Run Ubuntu! Run!
A while ago, bored with the laggy connections my retail router was offering I decided to go hardcore. A small delve into eBay resulted in the purchase of an Intel PII 333mhz rig, with a mammoth 128mb of RAM and 3gb hard drive. While this setup was above and beyond my needs for merely running Smoothwall (google it if you're unsure), I was fairly certain that becoming a router was the last thing this machine would ever manage.
This thought was backed up while playing with the commendably slow XP-Home installation that it arrived with.
A year or so later, I no longer had a need for this router, but, far from my intentions to have a working* computer lying around I pondered what it could be used for. Seeing as it ran XP with such "enthusiasm" (and having a hard drive smaller than a lemming) I wrote off the notion of making it a media centre. The lack of hard drive space was the major problem with all my ideas but then I remembered my Ubuntu dual booting nightmare (see here).

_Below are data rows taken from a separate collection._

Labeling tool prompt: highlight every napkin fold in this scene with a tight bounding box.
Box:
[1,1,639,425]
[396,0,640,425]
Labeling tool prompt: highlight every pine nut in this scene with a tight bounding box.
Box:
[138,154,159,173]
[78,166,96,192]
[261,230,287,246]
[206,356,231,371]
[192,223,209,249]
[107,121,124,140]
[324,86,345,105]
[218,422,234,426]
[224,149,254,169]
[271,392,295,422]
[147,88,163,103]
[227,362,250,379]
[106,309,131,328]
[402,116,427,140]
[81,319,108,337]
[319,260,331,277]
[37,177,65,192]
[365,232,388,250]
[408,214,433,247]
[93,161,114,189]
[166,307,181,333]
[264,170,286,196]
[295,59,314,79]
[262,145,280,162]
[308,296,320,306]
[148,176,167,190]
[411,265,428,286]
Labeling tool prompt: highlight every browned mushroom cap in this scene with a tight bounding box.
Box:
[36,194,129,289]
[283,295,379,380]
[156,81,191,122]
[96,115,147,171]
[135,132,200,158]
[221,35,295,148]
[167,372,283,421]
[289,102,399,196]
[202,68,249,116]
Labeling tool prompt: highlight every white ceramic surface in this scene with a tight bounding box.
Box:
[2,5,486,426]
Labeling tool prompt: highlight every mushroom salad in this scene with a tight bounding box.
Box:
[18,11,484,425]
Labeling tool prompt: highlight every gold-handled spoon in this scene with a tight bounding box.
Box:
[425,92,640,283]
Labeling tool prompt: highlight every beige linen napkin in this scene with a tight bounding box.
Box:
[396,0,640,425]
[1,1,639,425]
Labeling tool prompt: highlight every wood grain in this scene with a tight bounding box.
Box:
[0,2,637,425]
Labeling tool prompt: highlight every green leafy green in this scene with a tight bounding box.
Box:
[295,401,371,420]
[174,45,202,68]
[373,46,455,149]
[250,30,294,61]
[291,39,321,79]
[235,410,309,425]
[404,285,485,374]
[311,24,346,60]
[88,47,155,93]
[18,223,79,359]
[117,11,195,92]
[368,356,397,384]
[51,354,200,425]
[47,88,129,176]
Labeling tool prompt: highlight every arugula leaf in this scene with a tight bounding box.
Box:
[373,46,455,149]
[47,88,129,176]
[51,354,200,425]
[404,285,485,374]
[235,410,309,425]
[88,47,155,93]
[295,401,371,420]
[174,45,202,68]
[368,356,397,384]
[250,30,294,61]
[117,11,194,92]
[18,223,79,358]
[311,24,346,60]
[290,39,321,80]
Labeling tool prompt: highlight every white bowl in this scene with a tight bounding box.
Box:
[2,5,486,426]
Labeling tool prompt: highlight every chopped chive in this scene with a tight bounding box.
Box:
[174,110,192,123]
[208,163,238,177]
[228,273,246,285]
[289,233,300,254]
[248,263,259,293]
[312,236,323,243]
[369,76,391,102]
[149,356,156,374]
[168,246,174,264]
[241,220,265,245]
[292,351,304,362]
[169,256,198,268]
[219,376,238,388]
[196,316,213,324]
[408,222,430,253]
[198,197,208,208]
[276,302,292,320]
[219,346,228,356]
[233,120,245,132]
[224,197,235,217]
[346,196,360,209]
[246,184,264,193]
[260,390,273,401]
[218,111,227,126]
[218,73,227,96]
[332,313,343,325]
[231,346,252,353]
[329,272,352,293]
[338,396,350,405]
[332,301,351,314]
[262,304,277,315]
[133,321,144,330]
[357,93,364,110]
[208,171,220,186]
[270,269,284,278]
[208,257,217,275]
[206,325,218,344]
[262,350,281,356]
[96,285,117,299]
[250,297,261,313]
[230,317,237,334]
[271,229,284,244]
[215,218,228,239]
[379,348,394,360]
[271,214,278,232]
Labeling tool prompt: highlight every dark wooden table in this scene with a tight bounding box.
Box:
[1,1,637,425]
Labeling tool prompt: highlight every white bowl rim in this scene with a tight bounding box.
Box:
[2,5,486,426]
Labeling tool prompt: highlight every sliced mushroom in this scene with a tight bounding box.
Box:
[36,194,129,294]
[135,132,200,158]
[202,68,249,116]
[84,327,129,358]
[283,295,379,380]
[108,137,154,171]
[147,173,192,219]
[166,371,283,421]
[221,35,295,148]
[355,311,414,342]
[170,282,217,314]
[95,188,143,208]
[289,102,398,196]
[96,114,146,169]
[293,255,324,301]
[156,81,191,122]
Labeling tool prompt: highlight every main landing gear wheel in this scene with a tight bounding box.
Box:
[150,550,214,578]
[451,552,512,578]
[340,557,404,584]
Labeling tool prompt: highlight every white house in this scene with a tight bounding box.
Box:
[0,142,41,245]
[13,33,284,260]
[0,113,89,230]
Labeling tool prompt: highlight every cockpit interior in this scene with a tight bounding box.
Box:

I had quite comfortably made a spoon out of myself trying to dual boot the badger, but... now I have a spare rig. But would Ubuntu actually run on a machine older than time itself?

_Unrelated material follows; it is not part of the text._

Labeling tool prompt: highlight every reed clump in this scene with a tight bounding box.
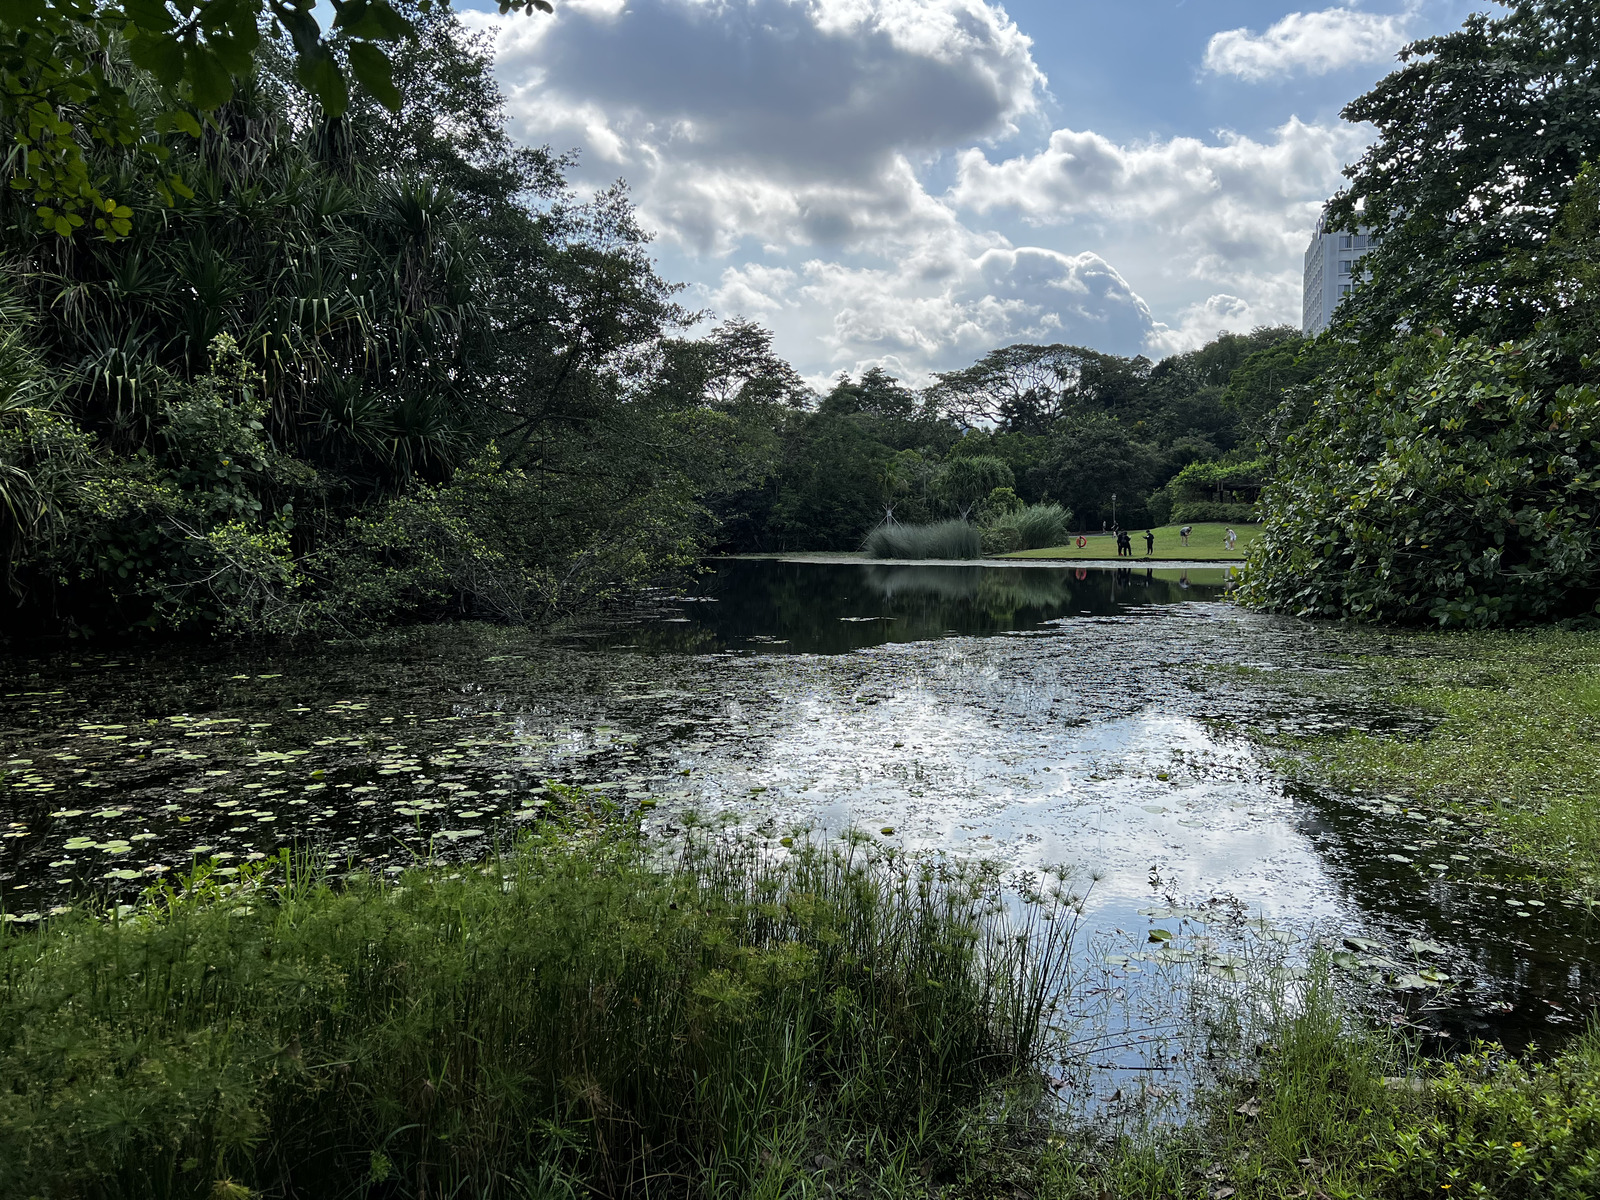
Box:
[982,504,1072,554]
[863,519,982,560]
[0,827,1076,1200]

To define run, I refer to running "comfortably". XP "ran" on it but I would have died of old age before anything advanced could be achieved.

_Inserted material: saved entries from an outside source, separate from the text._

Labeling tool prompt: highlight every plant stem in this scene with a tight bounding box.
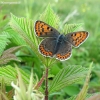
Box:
[45,67,48,100]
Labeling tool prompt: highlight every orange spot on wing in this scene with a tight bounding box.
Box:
[35,21,41,36]
[72,32,88,46]
[76,33,81,37]
[39,45,53,57]
[35,21,52,36]
[57,52,71,60]
[42,25,51,32]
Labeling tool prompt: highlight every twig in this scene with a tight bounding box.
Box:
[45,67,48,100]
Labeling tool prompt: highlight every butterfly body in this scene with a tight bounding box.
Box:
[52,34,65,54]
[35,20,89,61]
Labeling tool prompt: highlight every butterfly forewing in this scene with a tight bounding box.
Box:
[35,20,60,37]
[65,31,88,47]
[56,41,72,61]
[39,38,57,57]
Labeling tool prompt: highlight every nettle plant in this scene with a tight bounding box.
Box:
[0,4,98,100]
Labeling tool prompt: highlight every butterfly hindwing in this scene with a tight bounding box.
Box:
[56,40,72,61]
[39,38,57,57]
[65,31,88,47]
[35,20,60,37]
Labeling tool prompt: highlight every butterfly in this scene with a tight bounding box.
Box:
[34,20,89,61]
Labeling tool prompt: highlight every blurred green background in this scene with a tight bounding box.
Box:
[0,0,100,99]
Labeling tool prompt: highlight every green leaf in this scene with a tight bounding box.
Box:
[40,4,60,29]
[5,26,27,46]
[0,65,32,85]
[9,13,38,48]
[75,62,93,100]
[63,23,84,34]
[0,32,10,56]
[67,93,100,100]
[49,65,88,93]
[67,96,76,100]
[63,85,80,96]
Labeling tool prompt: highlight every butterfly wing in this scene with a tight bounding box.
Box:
[35,20,60,37]
[56,40,72,61]
[65,31,88,47]
[39,38,58,57]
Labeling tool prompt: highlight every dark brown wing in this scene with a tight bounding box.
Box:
[39,38,58,57]
[56,40,72,61]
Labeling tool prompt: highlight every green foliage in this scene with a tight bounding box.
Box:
[49,65,88,93]
[0,32,10,56]
[0,0,100,100]
[0,65,32,85]
[40,4,60,29]
[66,63,92,100]
[63,23,84,34]
[63,85,80,96]
[5,27,27,46]
[9,13,37,47]
[75,62,92,100]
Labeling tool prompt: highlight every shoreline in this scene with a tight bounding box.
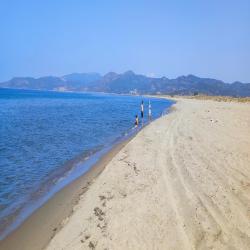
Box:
[0,130,133,240]
[0,132,134,250]
[0,89,174,244]
[2,97,249,249]
[44,98,250,249]
[0,102,173,250]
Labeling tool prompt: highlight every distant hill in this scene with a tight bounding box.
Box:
[1,71,250,97]
[61,73,101,90]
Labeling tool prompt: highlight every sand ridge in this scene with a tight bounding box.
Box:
[46,99,250,250]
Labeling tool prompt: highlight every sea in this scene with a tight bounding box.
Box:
[0,88,173,238]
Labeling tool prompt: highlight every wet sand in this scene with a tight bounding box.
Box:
[1,98,250,250]
[0,138,132,250]
[46,98,250,250]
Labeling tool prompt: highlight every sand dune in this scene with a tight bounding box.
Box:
[46,99,250,250]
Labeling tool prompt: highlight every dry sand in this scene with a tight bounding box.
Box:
[44,98,250,250]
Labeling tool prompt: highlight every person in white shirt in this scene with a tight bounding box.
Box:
[148,100,152,121]
[140,100,144,119]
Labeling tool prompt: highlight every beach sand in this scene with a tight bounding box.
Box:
[1,98,250,249]
[0,140,131,250]
[45,98,250,250]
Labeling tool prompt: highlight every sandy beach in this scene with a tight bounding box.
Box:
[1,98,250,250]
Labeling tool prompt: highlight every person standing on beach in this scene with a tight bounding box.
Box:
[148,100,152,121]
[141,100,144,120]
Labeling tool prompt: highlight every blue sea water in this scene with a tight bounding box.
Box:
[0,88,173,238]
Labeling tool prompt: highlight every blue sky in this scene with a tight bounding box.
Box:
[0,0,249,82]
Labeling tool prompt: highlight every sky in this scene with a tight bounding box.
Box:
[0,0,250,83]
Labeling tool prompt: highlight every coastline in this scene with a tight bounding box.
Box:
[0,101,173,250]
[0,89,174,245]
[0,133,134,250]
[1,97,250,249]
[45,97,249,250]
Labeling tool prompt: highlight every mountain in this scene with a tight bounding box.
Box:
[0,73,101,92]
[61,73,101,90]
[0,76,66,90]
[1,72,250,97]
[62,73,101,83]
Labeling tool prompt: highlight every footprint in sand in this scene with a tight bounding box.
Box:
[93,207,105,221]
[88,241,97,249]
[80,234,90,243]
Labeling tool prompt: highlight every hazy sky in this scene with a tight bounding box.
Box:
[0,0,250,82]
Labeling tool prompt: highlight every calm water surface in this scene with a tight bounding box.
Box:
[0,88,173,238]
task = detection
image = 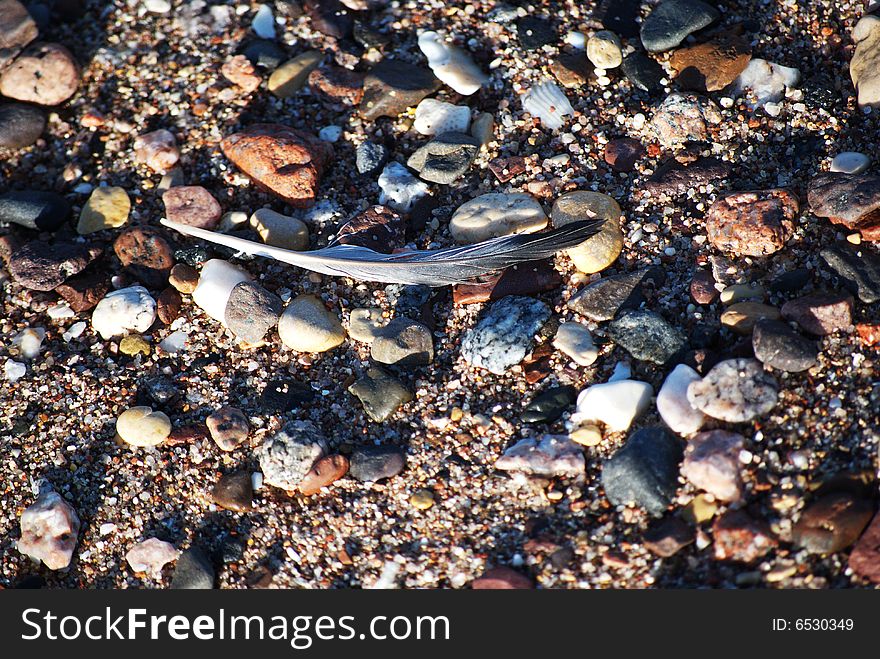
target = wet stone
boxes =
[752,319,818,373]
[521,385,576,424]
[607,309,686,365]
[156,287,181,324]
[348,367,413,422]
[349,446,406,482]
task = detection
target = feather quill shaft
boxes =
[160,218,603,286]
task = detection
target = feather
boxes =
[160,218,604,286]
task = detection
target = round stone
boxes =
[224,281,282,343]
[552,321,598,366]
[162,186,222,230]
[211,471,253,512]
[278,294,345,353]
[752,319,818,373]
[249,208,309,250]
[119,335,150,356]
[687,358,778,423]
[0,42,80,105]
[133,129,179,174]
[410,488,435,510]
[587,30,623,69]
[551,191,624,273]
[258,420,327,490]
[681,430,744,502]
[0,103,45,150]
[831,152,871,174]
[575,379,653,432]
[370,317,434,366]
[169,263,200,294]
[450,193,548,243]
[113,226,174,288]
[704,189,799,257]
[91,286,157,339]
[116,406,172,447]
[656,364,706,435]
[206,405,250,451]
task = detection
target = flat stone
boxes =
[360,59,440,121]
[641,156,731,197]
[298,454,349,495]
[17,491,80,570]
[162,186,221,229]
[125,538,180,576]
[348,366,413,422]
[170,547,214,589]
[640,0,720,53]
[809,172,880,240]
[521,385,576,424]
[370,317,433,366]
[752,319,818,373]
[607,309,686,365]
[792,492,874,554]
[552,321,597,366]
[602,427,683,516]
[450,192,547,243]
[575,379,653,432]
[133,129,179,173]
[657,364,706,435]
[496,435,585,477]
[242,38,284,70]
[670,33,751,92]
[278,294,345,353]
[830,151,870,175]
[849,512,880,584]
[224,281,282,343]
[567,267,664,321]
[211,471,253,512]
[334,205,404,253]
[820,242,880,304]
[349,445,406,482]
[0,102,44,149]
[643,517,695,557]
[0,42,79,105]
[712,510,777,562]
[258,420,327,490]
[92,286,157,339]
[0,0,38,70]
[704,189,799,256]
[551,191,623,274]
[113,226,174,288]
[268,50,323,97]
[651,92,722,148]
[781,292,853,336]
[116,406,171,447]
[54,271,109,312]
[355,140,387,176]
[681,430,744,502]
[452,260,562,305]
[460,296,550,374]
[604,137,645,172]
[221,54,261,93]
[0,190,69,231]
[8,240,99,291]
[687,358,778,423]
[720,302,781,334]
[206,405,249,451]
[622,52,665,93]
[407,131,480,184]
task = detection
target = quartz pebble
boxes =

True enough, Ubuntu installed (while I repressed the memories of my previous exploits). True enough, Ubuntu ran.
Bracing myself for a boot sequence slower than a machine with a fubared hard drive, Ubuntu fired up surprisingly swiftly, with minor lag to begin with but settling down to a nigh-comfortable OS experience. I was rather impressed by this - even more so after seeing how MS's finest faired on this dusty relic.
So, while I refuse to use this machine because it's epically outdated and entirely insufficient for my needs, I am impressed by the durability of Ubuntu - how it manages to breathe life into a machine I expected to use as a router for the rest of it's life.
So, well done to this always exciting distro for proving that you don't need an up to date PC to enjoy life. It does help though - after all, the size of the HD is less than an installation of FEAR.